This exhibit provides an opportunity for our community to meet atomic bomb survivors guest speakers whose mission is to share and recognize our past while making a prayer for peace and hope for the youth of today that will carry us tomorrow.

Origami exhibit by the Arizona Origami Society -  Meenakshi Mukerji  
Origami is the ancient art of Japanese paper folding, an art form spanning over 1,000 years. Origami is unique among paper crafts in that it requires no materials other than the paper itself. The word "origami" comes from the Japanese language. "Ori" means folded and "kami" means paper. Paper-folding as a traditional folding art pervaded the Japanese culture more strongly than any other. Origami was first practiced in the Japanese imperial Court, where it was considered an amusing and elegant way of passing the time. Over the centuries the skill has been passed down to ordinary people, who took it up with enthusiasm and made it into the folk art that it is today.  Come visit the unique origami on display at this exhibit.

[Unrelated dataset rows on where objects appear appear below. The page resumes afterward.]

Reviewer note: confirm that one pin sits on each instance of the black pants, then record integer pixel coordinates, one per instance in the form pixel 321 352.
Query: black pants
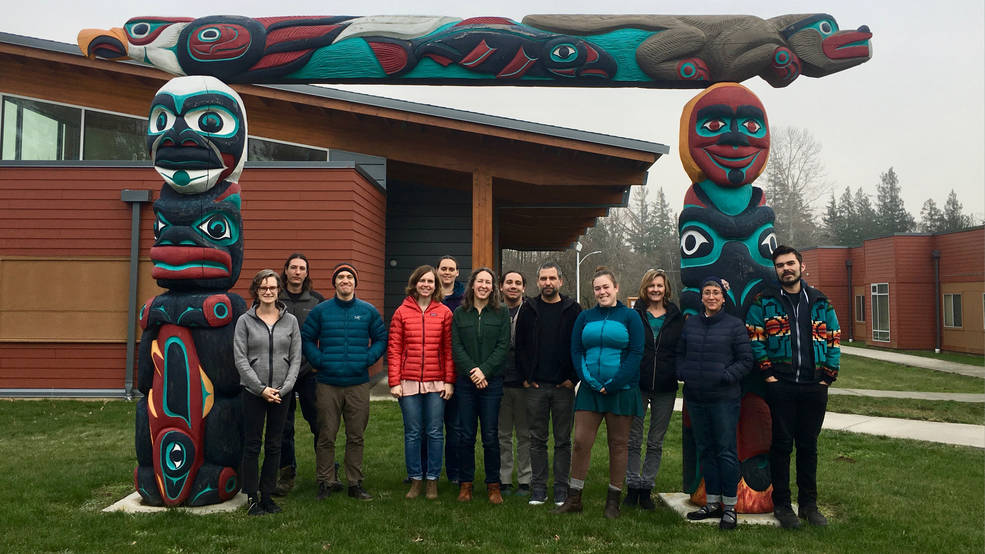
pixel 305 388
pixel 798 412
pixel 256 410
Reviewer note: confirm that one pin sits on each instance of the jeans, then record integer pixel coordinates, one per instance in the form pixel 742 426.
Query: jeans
pixel 714 425
pixel 256 411
pixel 335 405
pixel 306 397
pixel 479 406
pixel 661 406
pixel 423 418
pixel 798 412
pixel 513 418
pixel 545 405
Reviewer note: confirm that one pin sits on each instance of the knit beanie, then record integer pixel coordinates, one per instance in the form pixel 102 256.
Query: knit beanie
pixel 345 267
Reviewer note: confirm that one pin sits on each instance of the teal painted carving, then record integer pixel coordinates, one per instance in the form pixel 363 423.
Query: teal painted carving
pixel 656 51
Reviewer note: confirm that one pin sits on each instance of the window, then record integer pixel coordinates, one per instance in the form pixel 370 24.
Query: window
pixel 952 310
pixel 860 308
pixel 880 312
pixel 34 130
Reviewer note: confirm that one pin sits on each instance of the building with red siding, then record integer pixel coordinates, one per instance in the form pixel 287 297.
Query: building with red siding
pixel 907 291
pixel 387 185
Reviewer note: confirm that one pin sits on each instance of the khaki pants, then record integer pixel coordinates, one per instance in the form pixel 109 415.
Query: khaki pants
pixel 336 404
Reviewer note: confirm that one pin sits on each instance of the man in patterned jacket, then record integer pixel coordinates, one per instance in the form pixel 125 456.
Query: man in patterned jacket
pixel 795 340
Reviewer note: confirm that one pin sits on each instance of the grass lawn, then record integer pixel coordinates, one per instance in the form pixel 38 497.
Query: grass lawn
pixel 909 408
pixel 959 357
pixel 866 373
pixel 66 460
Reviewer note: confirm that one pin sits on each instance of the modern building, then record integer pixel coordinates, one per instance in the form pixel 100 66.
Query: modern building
pixel 387 185
pixel 915 291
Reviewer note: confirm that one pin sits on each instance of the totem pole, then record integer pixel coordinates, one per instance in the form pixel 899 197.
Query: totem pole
pixel 726 230
pixel 188 424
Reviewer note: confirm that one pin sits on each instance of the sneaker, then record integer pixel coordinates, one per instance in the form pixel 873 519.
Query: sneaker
pixel 705 512
pixel 813 516
pixel 358 492
pixel 254 507
pixel 537 497
pixel 786 517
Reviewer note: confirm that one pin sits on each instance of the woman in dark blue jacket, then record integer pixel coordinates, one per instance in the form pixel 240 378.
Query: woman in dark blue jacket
pixel 662 322
pixel 606 349
pixel 713 355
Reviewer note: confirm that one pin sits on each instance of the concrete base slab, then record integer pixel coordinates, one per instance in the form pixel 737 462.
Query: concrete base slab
pixel 681 503
pixel 133 505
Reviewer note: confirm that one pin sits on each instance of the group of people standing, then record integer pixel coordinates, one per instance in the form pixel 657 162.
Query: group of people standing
pixel 483 359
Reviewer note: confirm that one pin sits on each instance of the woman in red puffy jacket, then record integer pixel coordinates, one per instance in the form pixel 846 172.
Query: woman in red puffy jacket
pixel 421 375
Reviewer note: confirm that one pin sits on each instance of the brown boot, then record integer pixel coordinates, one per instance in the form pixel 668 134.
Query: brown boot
pixel 572 504
pixel 612 504
pixel 465 492
pixel 415 488
pixel 495 496
pixel 432 489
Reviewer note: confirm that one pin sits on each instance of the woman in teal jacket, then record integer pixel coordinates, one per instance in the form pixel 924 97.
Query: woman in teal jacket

Recognition of the 75th anniversary of the Iwo Jima Flag Raising 
American Legion Ira H. Hayes Post No. 84 & Auxiliary Unit No. 84
 75th anniversary of the raising of the flag raising at Iwo Jima
Ira Hamilton Hayes was a Pima Native American and a United States Marine who was one of the six flag raisers immortalized in the iconic photograph of the flag raising on Iwo Jima during World War II.
Haiku Poetry Expo

​The 5th Annual Haiku Poetry contest had over 1000 participants and we will have more than 100 Outstanding Haiku on display from this year's contest as well as another 100 from last year's contest.  Please stop by and read a few of the many Arizona-inspired haiku.